Epigenetics refers to the regulation of genomic functions, including gene expression that are brought about by changes in DNA methylation and/or histone tail modifications. These two epigenetic mechanisms work in concert, with alterations in DNA modification affecting chromatin conformation and vice versa. In part epigenetic modifications are inherited, but unlike the genome itself, they are cell specific, plastic, and responsive to environmental influences.

Differential post-translational modifications of histone tails by lysine acetylation and methylation, phosphorylation and recently also crotonylation make up the epigenetic code which is responsible for modulation of gene regulation in normal cell differentiation and in disease.
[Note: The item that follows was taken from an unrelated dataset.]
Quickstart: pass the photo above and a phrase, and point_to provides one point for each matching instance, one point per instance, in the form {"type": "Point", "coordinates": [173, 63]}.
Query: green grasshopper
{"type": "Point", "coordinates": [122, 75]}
The Epigenetic probe project aims to generate well characterised tool compounds ‘probes’ against key enzymes and recognition domains involved in histone regulation of transcription and provide them freely to the scientific community to increase the knowledge of these proteins in biology and disease.

Susanne Müller-Knapp is the Project Manager for the Oxford site, which focuses on inhibitors involved in modification and recognition of modified lysines in histones, namely histone lysine demethylases,  Bromo- and  Tudor domain containing proteins. Bromodomains are small protein recognition domains, which mainly bind acetylated lysine, whereas Tudor domains recognize methylated lysine. Histone demethylases are the most recent family of histone-modifying enzymes discovered that remove methyl groups from the terminal amine of histone lysine residues. 

The group establishes and runs cell based assays for the different epigenetic targets to test the in vitro characterised tool compounds for cellular activity.